Der 1908 geborene Bill war Begründer der Zürcher Konkreten. Inspiriert von Wassily Kandinsky und Paul Klee, unter denen Bill am Bauhaus in Dessau studierte, und dem Urvater der konkreten Kunst, Theo van Doesburg, proklamierte er 1949 in einem Ausstellungskatalog des Kunsthauses Zürich die neue Strömung, die auf geometrischen Formen und somit mathematischen Grundlagen beruht.

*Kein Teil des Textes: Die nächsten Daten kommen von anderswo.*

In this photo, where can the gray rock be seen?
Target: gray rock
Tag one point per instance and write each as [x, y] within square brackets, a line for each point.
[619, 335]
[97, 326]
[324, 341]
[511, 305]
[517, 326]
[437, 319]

Hochschule für Gestaltung Ulm

Ab den 1950er-Jahren lehrte Bill an der von ihm mitbegründeten Hochschule für Gestaltung in Ulm. Nicht nur war er der erste Rektor der Schule, er entwarf auch das Schulgebäude. Bis 1968 wurden etwa ICE-Gestalter Alexander Neumeister oder der international bekannte Designer Rolf Müller ausgebildet, Josef Albers und Johannes Itten unterrichteten unter anderen hier. Und so gilt die HfG Ulm – die Stadt war nach dem Zweiten Weltkrieg Zentrum eines intellektuellen Aufbruchs – nach dem Bauhaus als international bedeutendste Designschule.


Ulmer Hocker

Max Bill, Ulmer Hocker. Bild: Max Bill, Pro Litteris Zürich

Drei Holzbretter und ein Holzrundstab: Das einfache Möbel, das als Hocker, Beistelltisch oder Gestellelement eingesetzt werden kann, geniesst heute Kultstatus. Gemeinsam mit Hans Gugelot entwickelte Bill 1954 das Objekt für die Studenten an der Kunsthochschule in Ulm, wo der gebürtige Winterthurer damals unterrichtete. Bis heute wird der Hocker produziert und verkauft – und hat mittlerweile sogar einen eigenen Wikipedia-Eintrag.


Pavillon-Skulptur

Steht prominent an der Bahnhofstrasse: Max Bills Pavillon-Skulptur. Bild: Philip Hitz/Pro Litteris Zürich

Das grosse Granitwerk an der Ecke Bahnhof-/Pelikanstrasse, das aus 63 gleich grossen Quadern besteht, wurde 1983 errichtet und sorgte damals bei den Zürchern für grosse Empörung; als monströs und scheusslich wurde es geschimpft. Auftraggeber waren der Stadtrat und die Direktion der Bankgesellschaft, die Max Bill zu dessen 70. Geburtstag mit einem Kunstwerk im öffentlichen Raum ehren wollten. Bill selbst wünschte sich, unter den Granitbögen bestattet zu werden. Als die Stadt dies nach seinem plötzlichen Tod 1994 ablehnte, verstreute seine Witwe die Asche des Künstlers rund um die Pavillon-Skulptur.


Die Gute Form

Viele von Max Bills Schriften drehten sich um Produktgestaltung – in ihrer Summe ergaben sie das Postulat «Die Gute Form», das 1957 als Buch erschien. Das gestalterische Ziel sollte sein, dass Funktion, Form und Schönheit eines Produkts perfekt harmonierten und es somit zeitlos ist. Zahlreiche Gestalter, z. B. Susi und Ueli Berger, orientierten sich an den von Bill und dem Schweizer Werkbund aufgestellten Richtlinien.


Kunstmuseum Winterthur
Beim Stadthaus, Museumstr. 52
Vernissage: Fr 18.30 Uhr
Di 10–20 Uhr, Mi–So 10–17 Uhr
Bis 2.2.2020
www.kmw.ch

Erstellt: 11.04.2019, 10:05 Uhr

Konstruktives Kabinett – Max Bill und die Zürcher Konkreten

In der Geburtsstadt Bills sind in der jüngsten Schau überwiegend Werke aus der Sammlung des Kunstmuseums Winterthur zu sehen. Seine Arbeiten werden durch Werke von Zeitgenossen und Vertreter der konkreten Kunst wie Richard Paul Lohse oder Camille Graeser sowie aktuelle konkrete Positionen ergänzt.